There are varies methods used by
researchers for testing wheat grades and flour qualities which have direct
relation to the production of cereals with different cultivars. Rheological properties of
the flour can be assessed by running via Farinographic instrument (ICC-Standard
115:1, 1992; AACC Method No. 54-21, 1995) which is equipped with a bowl of 50g
capacity according to method included in American
Association of Cereal Chemists AACC
(2008)
following continuous flour weight process. Then the results for the mixing characteristics
and resistance are recording  on a diagram
and the farinograms calculated for physical dough behaviours hence; dough settlement
time, stability, mixing progress and softening of dough to conclude the
strength level (weak or strong) of wheat flour for crops suitability.

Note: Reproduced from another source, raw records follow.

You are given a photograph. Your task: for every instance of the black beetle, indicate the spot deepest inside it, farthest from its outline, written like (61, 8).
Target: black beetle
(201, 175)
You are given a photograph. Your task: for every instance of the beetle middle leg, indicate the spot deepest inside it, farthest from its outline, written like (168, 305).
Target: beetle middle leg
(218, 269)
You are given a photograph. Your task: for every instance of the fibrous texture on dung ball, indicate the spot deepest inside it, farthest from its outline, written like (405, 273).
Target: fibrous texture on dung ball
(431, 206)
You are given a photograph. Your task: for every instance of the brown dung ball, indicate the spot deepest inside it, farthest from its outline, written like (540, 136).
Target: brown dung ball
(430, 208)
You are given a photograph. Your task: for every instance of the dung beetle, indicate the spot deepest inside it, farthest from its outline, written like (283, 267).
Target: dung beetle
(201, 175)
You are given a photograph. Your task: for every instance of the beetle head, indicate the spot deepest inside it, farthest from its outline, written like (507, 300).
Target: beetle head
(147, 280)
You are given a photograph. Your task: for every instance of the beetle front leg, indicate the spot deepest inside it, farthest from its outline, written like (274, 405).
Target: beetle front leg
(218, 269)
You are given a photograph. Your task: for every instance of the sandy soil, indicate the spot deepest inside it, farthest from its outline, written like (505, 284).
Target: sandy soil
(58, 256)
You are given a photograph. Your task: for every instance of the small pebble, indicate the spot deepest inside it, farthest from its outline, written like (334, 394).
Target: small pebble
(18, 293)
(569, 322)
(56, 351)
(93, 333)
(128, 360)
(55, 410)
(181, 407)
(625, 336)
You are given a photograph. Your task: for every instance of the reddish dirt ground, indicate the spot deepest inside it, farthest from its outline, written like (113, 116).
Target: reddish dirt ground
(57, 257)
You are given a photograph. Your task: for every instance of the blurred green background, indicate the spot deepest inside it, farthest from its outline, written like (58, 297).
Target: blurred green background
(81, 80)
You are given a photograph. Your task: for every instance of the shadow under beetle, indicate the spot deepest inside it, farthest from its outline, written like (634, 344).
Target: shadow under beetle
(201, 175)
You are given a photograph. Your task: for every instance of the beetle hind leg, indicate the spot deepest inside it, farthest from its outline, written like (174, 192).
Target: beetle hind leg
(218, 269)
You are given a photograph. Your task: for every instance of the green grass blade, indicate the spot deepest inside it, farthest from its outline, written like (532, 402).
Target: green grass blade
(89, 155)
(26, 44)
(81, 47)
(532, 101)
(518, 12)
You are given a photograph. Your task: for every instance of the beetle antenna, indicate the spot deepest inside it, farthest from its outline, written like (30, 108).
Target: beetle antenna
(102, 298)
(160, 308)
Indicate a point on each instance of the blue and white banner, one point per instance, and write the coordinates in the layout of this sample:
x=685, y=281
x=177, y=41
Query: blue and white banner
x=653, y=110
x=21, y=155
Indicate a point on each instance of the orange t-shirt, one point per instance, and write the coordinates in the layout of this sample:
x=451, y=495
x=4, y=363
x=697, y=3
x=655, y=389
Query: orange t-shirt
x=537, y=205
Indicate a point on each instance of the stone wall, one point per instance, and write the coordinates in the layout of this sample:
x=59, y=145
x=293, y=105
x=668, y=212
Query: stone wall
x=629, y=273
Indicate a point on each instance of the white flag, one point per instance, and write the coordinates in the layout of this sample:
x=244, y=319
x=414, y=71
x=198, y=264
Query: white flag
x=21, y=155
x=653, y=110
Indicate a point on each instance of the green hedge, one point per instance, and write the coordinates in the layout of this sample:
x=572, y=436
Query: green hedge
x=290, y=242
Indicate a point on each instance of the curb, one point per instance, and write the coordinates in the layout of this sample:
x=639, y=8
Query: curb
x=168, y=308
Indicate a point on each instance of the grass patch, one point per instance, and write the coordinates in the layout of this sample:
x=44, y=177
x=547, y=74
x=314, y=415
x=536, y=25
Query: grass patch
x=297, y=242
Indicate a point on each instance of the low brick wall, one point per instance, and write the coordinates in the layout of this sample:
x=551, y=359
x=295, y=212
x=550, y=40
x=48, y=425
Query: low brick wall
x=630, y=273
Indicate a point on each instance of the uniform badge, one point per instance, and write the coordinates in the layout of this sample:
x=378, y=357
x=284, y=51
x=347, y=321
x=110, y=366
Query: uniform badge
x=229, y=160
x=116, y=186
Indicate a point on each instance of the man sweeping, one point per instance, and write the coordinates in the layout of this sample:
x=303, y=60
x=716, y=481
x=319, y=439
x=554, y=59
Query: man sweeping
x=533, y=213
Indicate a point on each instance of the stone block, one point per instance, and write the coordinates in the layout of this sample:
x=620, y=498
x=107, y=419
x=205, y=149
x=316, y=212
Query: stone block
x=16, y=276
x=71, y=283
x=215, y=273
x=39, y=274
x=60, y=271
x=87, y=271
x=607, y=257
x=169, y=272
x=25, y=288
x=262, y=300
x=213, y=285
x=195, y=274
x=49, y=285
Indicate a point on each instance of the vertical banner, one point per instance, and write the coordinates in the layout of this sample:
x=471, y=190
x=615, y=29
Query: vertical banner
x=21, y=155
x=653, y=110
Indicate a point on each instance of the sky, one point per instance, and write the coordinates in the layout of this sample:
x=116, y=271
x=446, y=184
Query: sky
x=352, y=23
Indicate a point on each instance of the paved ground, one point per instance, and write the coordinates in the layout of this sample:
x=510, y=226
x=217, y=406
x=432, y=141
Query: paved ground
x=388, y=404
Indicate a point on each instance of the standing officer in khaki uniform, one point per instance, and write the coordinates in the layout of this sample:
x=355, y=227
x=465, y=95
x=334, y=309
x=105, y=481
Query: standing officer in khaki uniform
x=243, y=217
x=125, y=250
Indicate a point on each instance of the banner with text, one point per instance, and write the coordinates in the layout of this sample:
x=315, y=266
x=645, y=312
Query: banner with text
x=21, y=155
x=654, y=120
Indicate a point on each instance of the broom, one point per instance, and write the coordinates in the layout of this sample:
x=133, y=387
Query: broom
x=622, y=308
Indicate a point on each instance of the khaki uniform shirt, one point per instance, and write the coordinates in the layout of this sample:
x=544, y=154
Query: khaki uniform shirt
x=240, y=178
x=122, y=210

Chemical analysis is also used to investigate the
quality of flour produced from the wheat variety according to the guidance
provided in AACC (2000) which
involved in testing for composition percentage contents such as
moisture, basic protein, fat, primary fibre, dust, SDS test, gluten content
(wet and dry).

Statistical
analysis: This
analytical method is using to evaluate the effectiveness of different wheat and
flour qualities containing in a product from the data obtained for each
parameter. Further to study flour quality by using completely randomized design
and mean values achieve from the statistical analysis for each properties then
comparing the results according to DMR study (Steel et al., 1997) where the level of significance ? = 95, p < 0.05 used.   Sampling and testing:   Most mills test at intake for screenings, the presence of moisture, specific weight, Hagberg Falling Number, protein levels and hardness. The sampling is important for wheat quality in order to meet the milling requirements which mean samples should be free from ergot, broken, heat-damaged, odours or taints, insect infestation, moulds, sprouted, shrivelled, pink or green grains, as stated in ISO 24333:2009 (specifies requirements for the dynamic or static sampling) and also further information about grain sampling provided in HGCA (2013). A fast testing for mycotoxins is normally performed at the start of each new harvest season and on randomly selected loads as part of a 'due diligence' process. The frequency of mycotoxin testing will vary from one year to another and within different industries.